New Labour has finally admitted the NHS is in a huge crisis and needs more funding. A row has broken out about how to fund the health service, with talk of raising taxes, and even of a special 'health tax'. All the politicians shy away from the key way to raise money for health-taxing the rich.
The top rate of tax has more than halved since 1979, and is now just 40 percent. Blair and Brown refuse to raise taxes on the rich. Blair also backtracked on his pledge, made again just last week, to increase health spending to the European average by 2005. He said he would not 'be pinned down' on specific figures.
Health spending in Britain is now 6.9 percent of the country's annual output, what economists call gross domestic product. That is way behind the European average of 9 percent.
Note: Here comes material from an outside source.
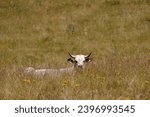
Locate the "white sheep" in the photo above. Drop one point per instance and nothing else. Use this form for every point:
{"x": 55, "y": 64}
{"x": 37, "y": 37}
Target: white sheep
{"x": 78, "y": 61}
NHS spending would have to increase by £10 billion a year to match the European average, says the Institute for Fiscal Studies. That figure could be easily met if the government merely put the top rate of income tax up to the 60 percent level it was at for the first eight years of Margaret Thatcher's Tory government.
Four in five people think public services are now as bad as or worse than under the Tories.
The finding came in a MORI poll conducted for the GMB union this week. It showed 77 percent of people think things are not getting any better in schools and hospitals.
Dismal figures explain mess
The government claims it has poured billions into the health service over the last three years. Anyone who uses the health service knows that it is still hugely underfunded, with long waits for treatment, and staff and equipment shortages. The NHS is in such a dire state because of years of underfunding.
Capital spending (money invested in public buildings like hospitals) was halved by the Labour government in the 1970s from 5 percent to 2.4 percent of GDP national output.
Margaret Thatcher then slashed capital spending to just 0.4 percent of GDP by 1989. Blair has done almost nothing to change this. Capital spending remains at just 0.5 percent of GDP.
Milburn's plan is privatisation
Instead of taxing the rich to fund publicly run health facilities the government is giving a free hand to profit-hungry private firms. Just this week it invited private health firm BUPA to run and manage the first of its new NHS treatment centres.
The government plans 20 such centres-all run and managed by the private sector. It will be the first time in the history of the NHS that a private firm has run and controlled acute medical care for NHS patients. The private sector already makes a fortune by using doctors, nurses and other staff trained by the NHS and through Private Finance Initiative schemes. Now the government has opened the door for private firms to fleece the NHS even more.
Private sector operations cost twice as much as those done by the NHS. And private sector firms are notorious for providing a poorer quality of care than the NHS.
Cancer patients denied
Thousands of cancer patients are being denied the treatment they need on the NHS, says a new survey. One in six of patients who need intensive care after surgery are denied it because of the lack of beds and staff. More than one in 20 patients, many suffering life-threatening complications, had operations delayed for the same reasons.